The coordinates 24.05°N, 120.55°E land in Changhua, but the nearest DCF reference site is the Wanhua station in Taipei — 10.7 km away. That gap explains why c_d0 was "N/A" for the Changhua device in the previous vignette: the calibration model's coverage doesn't extend cleanly to that location. The distance field is in kilometers, and a 10+ km gap between a sensor and its calibration reference means c_d0 would still be better than raw s_d0, but not as accurate as a station-side reading. The descriptions object is a rare self-documenting feature — every DCF response includes it, mapping each field name to a plain-English explanation.

The nearest DCF calibration reference site to Changhua is the Wanhua monitoring station in Taipei, about 10.7 km away. Because of this distance, calibration models do not fully cover Changhua, and raw sensor readings there cannot be DCF-corrected — which is why the calibrated PM2.5 field is unavailable for that device.

Checking sensor reliability with ADF ranking

"Can I trust the data from device 08BEAC0288FA?" The Anomaly Detection Framework (ADF) ranks every device on a 0-to-1 scale based on reporting consistency and anomaly checks — indoor placement, proximity to emission sources, and data gaps. A ranking of 1.0 means the device is reporting normally; lower scores flag problems.

curl "https://pm25.lass-net.org/api/analysis/ADF/ranking/project/airbox/" | head -c 10000
{
  "feeds": [
    {
      "timestamp": "2023-06-28T16:08:00Z",
      "source": "airbox",
      "ranking": 1.0,
      "device_id": "08BEAC0288FA"
    },
    {
      "timestamp": "2023-06-28T16:04:00Z",
      "source": "airbox",
      "ranking": 0.59,
      "device_id": "74DA38C7D530"
    }
  ],
  "source": "ADF by IIS-NRL"
}

Device 08BEAC0288FA scores 1.0 — reporting consistently, no anomalies detected. Device 74DA38C7D530 scores 0.59, a flag. A score below ~0.7 typically means gaps in reporting, classification as potentially indoor (the ADF has a separate /analysis/ADF/indoor/ endpoint for that), or proximity to a localized emission source (see /analysis/ADF/emission/). The ranking endpoint returns every device in the project at once — to query a single device directly, use /analysis/ADF/ranking/device/{device_id}/ instead.
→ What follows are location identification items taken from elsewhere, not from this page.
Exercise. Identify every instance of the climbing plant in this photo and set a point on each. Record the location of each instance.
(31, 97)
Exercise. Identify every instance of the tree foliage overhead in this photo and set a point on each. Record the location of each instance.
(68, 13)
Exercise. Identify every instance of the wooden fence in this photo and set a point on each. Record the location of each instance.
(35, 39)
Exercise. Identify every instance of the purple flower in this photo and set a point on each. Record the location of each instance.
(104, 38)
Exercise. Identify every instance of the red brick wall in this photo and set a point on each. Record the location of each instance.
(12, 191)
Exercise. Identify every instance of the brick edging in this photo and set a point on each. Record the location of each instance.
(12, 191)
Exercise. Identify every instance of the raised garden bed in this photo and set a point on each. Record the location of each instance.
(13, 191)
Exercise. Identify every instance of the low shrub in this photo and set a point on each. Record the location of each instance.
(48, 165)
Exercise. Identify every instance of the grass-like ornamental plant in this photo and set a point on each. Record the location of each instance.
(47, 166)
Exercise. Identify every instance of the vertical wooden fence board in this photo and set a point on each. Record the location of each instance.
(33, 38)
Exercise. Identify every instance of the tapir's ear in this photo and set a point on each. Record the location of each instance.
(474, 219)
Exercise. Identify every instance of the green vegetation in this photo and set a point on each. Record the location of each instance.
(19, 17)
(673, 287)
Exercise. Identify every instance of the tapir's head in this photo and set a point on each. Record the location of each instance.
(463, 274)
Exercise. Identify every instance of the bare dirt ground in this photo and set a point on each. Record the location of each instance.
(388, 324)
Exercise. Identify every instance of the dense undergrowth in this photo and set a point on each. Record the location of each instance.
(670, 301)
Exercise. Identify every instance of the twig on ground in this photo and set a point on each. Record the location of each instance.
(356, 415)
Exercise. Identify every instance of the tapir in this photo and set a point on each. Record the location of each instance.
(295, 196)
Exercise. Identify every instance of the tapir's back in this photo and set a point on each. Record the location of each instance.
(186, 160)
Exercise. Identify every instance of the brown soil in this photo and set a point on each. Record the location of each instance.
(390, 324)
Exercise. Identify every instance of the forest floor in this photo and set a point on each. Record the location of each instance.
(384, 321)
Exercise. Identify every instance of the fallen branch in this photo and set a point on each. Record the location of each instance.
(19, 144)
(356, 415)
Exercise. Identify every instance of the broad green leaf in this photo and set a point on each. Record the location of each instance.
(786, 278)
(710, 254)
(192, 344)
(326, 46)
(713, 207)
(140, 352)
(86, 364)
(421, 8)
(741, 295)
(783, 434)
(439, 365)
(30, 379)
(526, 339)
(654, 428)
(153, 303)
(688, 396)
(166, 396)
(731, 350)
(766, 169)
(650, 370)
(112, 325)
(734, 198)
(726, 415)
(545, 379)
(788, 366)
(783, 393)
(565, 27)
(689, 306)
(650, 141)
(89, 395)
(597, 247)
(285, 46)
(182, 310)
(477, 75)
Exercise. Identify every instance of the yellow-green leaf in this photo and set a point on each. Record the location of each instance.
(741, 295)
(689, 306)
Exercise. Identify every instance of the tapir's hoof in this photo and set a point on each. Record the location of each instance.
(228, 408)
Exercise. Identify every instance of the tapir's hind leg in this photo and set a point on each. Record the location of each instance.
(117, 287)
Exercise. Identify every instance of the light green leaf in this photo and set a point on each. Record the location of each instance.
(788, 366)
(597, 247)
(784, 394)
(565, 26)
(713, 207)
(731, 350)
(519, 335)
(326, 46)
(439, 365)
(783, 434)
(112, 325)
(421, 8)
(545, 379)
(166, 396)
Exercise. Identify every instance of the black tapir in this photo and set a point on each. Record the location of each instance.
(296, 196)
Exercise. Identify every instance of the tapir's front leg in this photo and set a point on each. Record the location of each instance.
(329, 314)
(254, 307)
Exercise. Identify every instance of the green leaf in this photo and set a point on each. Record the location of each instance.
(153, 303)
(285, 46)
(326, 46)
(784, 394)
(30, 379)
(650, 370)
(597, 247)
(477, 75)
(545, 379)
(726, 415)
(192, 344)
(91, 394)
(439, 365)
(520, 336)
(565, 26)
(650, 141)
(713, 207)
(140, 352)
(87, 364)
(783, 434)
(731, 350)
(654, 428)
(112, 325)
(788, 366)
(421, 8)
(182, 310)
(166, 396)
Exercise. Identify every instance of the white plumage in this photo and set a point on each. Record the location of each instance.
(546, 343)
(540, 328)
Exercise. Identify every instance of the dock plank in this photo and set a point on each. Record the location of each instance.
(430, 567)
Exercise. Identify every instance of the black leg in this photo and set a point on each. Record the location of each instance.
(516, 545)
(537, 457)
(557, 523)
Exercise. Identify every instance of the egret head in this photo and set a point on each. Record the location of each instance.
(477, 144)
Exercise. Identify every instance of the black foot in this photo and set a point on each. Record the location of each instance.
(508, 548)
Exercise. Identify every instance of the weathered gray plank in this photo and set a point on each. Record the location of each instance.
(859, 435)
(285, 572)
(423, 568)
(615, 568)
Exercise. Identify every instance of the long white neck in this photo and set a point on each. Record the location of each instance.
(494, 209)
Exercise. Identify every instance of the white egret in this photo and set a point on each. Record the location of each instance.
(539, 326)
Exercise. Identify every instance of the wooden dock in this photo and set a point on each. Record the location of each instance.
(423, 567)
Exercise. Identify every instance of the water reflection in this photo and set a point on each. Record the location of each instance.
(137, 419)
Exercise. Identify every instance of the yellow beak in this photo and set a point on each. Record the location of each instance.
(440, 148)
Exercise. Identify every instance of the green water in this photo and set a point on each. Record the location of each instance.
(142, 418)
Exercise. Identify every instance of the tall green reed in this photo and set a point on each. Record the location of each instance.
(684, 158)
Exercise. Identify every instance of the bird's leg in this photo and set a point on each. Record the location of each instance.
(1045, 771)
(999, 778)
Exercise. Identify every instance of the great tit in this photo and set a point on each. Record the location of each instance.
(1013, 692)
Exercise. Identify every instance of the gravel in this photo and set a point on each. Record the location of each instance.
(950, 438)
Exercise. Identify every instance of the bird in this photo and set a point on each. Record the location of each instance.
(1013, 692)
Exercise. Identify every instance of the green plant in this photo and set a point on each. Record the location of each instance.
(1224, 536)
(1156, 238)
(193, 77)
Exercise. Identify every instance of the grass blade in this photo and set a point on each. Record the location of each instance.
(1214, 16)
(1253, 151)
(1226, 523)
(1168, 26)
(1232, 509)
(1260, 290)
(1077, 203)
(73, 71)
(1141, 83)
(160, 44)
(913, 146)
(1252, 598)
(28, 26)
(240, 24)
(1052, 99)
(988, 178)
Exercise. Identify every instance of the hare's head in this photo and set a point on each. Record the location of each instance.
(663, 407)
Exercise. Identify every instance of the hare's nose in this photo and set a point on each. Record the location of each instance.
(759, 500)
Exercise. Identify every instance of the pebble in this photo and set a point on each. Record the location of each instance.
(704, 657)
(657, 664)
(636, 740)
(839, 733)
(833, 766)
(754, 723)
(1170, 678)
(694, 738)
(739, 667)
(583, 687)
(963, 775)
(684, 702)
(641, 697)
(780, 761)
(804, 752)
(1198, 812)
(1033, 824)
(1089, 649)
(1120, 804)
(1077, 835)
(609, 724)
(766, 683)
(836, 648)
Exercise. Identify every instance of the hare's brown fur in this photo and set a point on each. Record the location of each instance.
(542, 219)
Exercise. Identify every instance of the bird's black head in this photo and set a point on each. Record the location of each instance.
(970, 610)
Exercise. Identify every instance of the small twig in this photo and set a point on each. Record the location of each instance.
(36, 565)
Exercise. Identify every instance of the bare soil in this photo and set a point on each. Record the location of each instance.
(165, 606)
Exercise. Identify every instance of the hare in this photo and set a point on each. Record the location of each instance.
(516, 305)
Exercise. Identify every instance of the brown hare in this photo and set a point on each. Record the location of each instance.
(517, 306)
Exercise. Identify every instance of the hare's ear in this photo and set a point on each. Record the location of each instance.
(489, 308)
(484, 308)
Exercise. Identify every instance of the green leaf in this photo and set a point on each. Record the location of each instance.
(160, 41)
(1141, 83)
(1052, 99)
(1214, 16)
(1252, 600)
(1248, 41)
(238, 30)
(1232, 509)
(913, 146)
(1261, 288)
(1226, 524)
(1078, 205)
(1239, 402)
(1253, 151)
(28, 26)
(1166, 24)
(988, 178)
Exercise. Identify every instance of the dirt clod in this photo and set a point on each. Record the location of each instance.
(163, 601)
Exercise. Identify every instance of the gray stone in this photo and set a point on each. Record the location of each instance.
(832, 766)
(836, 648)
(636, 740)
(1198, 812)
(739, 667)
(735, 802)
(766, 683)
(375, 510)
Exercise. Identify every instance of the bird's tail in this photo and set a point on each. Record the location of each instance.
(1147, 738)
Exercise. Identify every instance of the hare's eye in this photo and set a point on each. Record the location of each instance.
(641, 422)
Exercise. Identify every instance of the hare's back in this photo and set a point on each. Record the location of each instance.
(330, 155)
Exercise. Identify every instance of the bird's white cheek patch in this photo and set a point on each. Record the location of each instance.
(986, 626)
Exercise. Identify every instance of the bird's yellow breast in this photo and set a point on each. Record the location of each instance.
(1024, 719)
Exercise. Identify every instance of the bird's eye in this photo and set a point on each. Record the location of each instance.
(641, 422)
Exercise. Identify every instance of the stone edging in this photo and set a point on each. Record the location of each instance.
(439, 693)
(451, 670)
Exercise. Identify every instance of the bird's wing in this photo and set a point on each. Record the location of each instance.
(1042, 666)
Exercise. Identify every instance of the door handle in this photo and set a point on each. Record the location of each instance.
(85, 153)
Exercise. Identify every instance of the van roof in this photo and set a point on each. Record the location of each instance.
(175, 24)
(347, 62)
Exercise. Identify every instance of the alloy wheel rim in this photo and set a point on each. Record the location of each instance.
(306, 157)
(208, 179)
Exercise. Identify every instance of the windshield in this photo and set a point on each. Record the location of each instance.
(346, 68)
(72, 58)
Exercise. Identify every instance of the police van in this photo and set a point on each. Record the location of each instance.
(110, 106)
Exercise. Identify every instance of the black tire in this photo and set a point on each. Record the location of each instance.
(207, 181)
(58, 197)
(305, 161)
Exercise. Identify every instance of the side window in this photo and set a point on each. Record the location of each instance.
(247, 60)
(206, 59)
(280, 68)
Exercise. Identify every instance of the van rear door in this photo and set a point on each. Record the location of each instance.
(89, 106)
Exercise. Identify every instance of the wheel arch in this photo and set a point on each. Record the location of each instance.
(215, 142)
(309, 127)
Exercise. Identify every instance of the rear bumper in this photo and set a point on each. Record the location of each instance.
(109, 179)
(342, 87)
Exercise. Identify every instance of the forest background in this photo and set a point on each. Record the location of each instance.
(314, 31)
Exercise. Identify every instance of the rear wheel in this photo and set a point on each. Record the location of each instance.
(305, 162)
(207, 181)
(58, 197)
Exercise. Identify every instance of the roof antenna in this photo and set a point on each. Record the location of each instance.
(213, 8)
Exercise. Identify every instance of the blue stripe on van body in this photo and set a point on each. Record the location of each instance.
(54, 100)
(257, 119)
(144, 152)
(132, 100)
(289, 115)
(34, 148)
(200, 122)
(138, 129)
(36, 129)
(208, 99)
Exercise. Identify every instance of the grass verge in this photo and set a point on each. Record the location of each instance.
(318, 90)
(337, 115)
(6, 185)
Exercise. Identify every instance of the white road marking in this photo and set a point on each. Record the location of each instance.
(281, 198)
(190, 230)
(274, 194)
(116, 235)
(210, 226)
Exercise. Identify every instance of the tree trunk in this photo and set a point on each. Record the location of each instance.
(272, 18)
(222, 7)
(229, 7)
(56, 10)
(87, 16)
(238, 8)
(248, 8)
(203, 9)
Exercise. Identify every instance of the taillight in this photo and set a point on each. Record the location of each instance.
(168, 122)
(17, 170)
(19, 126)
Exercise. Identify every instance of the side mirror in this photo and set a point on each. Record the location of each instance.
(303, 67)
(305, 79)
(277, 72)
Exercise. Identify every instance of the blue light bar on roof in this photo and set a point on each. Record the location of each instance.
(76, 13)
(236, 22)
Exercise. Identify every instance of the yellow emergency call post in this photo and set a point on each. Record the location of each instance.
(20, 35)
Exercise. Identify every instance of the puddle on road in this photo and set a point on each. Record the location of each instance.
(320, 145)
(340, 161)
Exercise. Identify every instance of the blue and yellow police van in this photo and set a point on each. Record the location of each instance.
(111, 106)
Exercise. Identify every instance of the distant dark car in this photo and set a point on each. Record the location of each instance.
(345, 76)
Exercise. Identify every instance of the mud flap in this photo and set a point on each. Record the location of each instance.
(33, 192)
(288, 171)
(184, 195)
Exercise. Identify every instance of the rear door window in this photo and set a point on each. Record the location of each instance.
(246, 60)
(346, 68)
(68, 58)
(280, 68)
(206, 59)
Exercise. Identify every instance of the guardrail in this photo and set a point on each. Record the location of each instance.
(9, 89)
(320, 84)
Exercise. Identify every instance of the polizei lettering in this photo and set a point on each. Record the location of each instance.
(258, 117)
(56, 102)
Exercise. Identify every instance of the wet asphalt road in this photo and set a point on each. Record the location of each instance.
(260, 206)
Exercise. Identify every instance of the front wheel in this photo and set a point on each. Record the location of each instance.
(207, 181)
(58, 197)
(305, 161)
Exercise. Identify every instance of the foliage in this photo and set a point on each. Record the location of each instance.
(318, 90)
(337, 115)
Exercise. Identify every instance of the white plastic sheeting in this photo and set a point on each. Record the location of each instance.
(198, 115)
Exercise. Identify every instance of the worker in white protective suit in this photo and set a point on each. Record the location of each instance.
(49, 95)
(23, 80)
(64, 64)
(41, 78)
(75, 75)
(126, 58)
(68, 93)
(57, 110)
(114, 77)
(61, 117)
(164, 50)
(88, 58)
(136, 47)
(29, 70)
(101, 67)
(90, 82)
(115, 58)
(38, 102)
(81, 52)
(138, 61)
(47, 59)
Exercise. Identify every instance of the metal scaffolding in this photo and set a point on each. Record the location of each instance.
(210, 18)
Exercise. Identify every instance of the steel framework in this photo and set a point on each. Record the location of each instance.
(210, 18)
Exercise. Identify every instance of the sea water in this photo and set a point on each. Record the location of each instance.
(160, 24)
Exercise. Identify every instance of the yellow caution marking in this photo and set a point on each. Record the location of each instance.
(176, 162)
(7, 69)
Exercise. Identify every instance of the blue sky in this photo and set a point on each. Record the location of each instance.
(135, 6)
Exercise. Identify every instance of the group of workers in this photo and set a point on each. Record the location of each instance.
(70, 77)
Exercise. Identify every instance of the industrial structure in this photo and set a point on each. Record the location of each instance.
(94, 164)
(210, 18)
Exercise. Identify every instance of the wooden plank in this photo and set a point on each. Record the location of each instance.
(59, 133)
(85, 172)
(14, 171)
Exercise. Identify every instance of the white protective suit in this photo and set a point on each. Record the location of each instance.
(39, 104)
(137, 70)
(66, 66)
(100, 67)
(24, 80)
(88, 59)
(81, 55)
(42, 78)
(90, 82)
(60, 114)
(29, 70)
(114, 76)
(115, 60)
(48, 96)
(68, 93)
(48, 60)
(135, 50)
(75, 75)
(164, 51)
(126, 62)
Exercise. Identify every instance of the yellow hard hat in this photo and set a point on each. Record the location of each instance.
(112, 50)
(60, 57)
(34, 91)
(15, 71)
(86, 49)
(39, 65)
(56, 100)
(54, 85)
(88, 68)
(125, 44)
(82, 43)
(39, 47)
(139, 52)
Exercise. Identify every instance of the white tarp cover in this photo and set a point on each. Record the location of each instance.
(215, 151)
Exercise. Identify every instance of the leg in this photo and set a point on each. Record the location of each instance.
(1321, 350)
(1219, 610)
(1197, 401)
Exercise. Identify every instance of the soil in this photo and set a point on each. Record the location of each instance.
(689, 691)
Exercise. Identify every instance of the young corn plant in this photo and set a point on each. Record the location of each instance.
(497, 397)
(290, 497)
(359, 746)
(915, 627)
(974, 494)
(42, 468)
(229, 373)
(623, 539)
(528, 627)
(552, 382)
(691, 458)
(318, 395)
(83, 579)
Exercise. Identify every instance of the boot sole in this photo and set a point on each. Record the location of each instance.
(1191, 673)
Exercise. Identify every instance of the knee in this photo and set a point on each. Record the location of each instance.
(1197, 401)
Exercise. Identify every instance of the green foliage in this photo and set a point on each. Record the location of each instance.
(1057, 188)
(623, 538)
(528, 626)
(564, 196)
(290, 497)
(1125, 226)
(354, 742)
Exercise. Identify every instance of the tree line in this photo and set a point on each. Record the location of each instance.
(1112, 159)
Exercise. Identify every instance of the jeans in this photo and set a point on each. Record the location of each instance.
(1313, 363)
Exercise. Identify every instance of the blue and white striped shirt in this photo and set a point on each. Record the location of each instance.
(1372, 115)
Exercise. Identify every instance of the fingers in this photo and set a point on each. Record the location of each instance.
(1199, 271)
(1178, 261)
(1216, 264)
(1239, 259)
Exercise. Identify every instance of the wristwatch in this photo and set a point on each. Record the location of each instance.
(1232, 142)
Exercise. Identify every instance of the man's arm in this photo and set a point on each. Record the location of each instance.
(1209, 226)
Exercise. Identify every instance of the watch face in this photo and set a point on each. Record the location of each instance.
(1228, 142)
Device 08BEAC0288FA has an ADF ranking of 1.0 (full score) — it is reporting consistently with no detected anomalies. For comparison, device 74DA38C7D530 in the same project scores 0.59, indicating data quality issues that may include reporting gaps or indoor placement.

Pitfalls

One-line summary for the user

I can pull real-time PM2.5 readings from a crowdsourced network of 15,000+ low-cost sensors via the LASS Open Data Portal — no auth needed — but the data density is Taiwan-centric and you should prefer the calibrated c_d0 field over raw s_d0 whenever available, since low-cost sensors drift significantly without DCF correction.